I've seen some amazing paint jobs, but the one thing (at leasr for me) that just stands out and POPS, is a nicely painted canopy.

Just bought some AiM Wilcats and Zeros and I start priming tomorrow.

So, all you amazing canopy painters, please…share your techniques!

Thanks

Thresher01 Supporting Member of TMP17 Aug 2019 6:32 a.m. PST

The first decision you need to make is whether you want to go light blue, dark gray, black, or other colors.

Personally, I generally go with dark gray, since in most of the photos I see, that seems to be the most predominant color.

In all cases, add a gloss coat over the finished paint to make it actually look like glass.
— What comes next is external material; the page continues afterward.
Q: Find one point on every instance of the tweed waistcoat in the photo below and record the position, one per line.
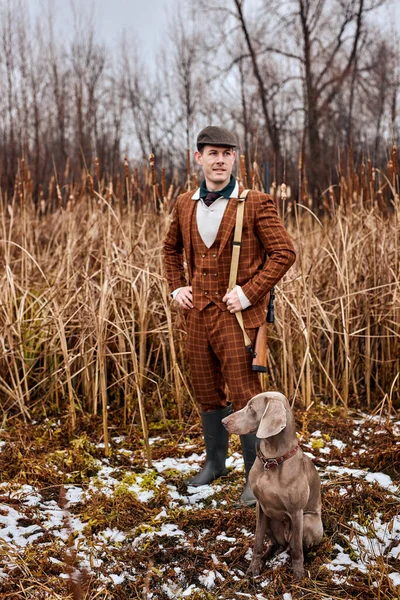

Lots of options for highlighting, accenting, etc..

I've even painted pilots and their helmets to the sides of a few canopies, just for grins F-8 Crusaders. Thought that turned out fairly well.

Good luck!

Toaster17 Aug 2019 1:07 p.m. PST

I find silver with a blue glaze simple and effective, white highlights can be added before or after the glaze to taste.

Robert

Personal logo Yellow Admiral Supporting Member of TMP17 Aug 2019 8:09 p.m. PST

I have dozens of AIM planes, and a few in 1/200 from other manufacturers.
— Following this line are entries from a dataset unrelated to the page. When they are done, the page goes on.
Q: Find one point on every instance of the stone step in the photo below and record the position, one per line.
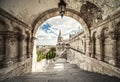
(63, 72)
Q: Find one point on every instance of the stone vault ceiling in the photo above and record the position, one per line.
(28, 10)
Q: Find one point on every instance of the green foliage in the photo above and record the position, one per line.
(49, 55)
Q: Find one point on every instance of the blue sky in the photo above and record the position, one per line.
(48, 32)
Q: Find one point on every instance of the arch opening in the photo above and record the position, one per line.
(48, 34)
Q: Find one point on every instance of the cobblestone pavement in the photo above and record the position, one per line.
(62, 71)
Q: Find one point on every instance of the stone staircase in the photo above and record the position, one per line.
(62, 71)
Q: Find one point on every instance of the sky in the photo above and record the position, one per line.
(48, 32)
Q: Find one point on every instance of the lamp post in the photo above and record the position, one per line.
(62, 7)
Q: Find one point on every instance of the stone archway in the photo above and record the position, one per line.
(54, 12)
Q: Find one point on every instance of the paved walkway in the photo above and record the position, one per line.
(62, 71)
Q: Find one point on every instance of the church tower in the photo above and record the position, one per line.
(59, 37)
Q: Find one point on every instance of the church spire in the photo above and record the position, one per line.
(59, 33)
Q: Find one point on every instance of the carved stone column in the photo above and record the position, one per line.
(88, 47)
(113, 37)
(21, 41)
(101, 44)
(8, 50)
(84, 45)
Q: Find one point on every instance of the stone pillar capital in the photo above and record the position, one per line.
(21, 37)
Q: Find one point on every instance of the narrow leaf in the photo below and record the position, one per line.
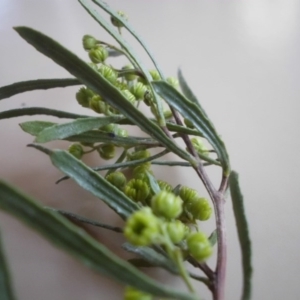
(31, 111)
(243, 233)
(187, 92)
(62, 131)
(98, 84)
(6, 290)
(192, 112)
(78, 243)
(31, 85)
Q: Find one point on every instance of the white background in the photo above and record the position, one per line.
(241, 58)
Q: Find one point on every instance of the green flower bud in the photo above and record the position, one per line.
(117, 179)
(129, 96)
(173, 81)
(199, 246)
(137, 190)
(98, 105)
(133, 294)
(177, 231)
(142, 228)
(109, 74)
(199, 208)
(129, 76)
(199, 145)
(155, 75)
(76, 150)
(164, 185)
(83, 96)
(138, 90)
(166, 204)
(187, 194)
(188, 123)
(107, 151)
(88, 42)
(116, 22)
(98, 54)
(140, 154)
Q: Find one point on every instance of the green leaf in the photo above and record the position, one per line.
(91, 181)
(6, 290)
(31, 85)
(31, 111)
(132, 56)
(187, 92)
(78, 243)
(35, 127)
(62, 131)
(99, 85)
(243, 233)
(192, 112)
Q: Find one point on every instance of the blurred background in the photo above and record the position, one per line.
(241, 58)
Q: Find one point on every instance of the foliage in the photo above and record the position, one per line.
(160, 220)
My favorite canopies were painted by Kevin of miscmini.com, in grayscale (he mostly does bluescale, but I think the gray canopies look more realistic). His technique is basically a multi-step shading technique, starting with a near-black, and mixing in more white for each successive layer until he gets a blended dark-to-light effect, then he paints a reflective flare in white on some top corner.

Kevin's Canopies

I tried to repeat this technique, and while I think I could do it with practice, I'm much too lazy and short of time, so I developed a much simpler method. I paint my canopies a very dark silver, sometimes with a black wash. Later, after dullcoating the entire plane (once it's completely painted and decaled), I add a brush-on gloss coat back to the "glass" parts of the canopy. If you look closely at the canopy, the metalflake in the silver paint is not quite right, but from table combat distances, the effect is marvelous. The gloss and metalflake in the silver reflect little glints and flares light like real glass, and the overall dark gray of the canopy is about the same as the impression of a plane canopy from a distance, looking down.

Ix Canopies

Note: my dark silver method works on AIM planes because they have clearly delineated glazed panels with exaggerated raised canopy cage bars, all of which I find really easy to paint. It doesn't work very well on 1/300 planes, esp. from brands like the older Scotia and Navwar castings that just have engraved seams where the canopy bars would be. I think Kevin's technique would look far better on canopies like those.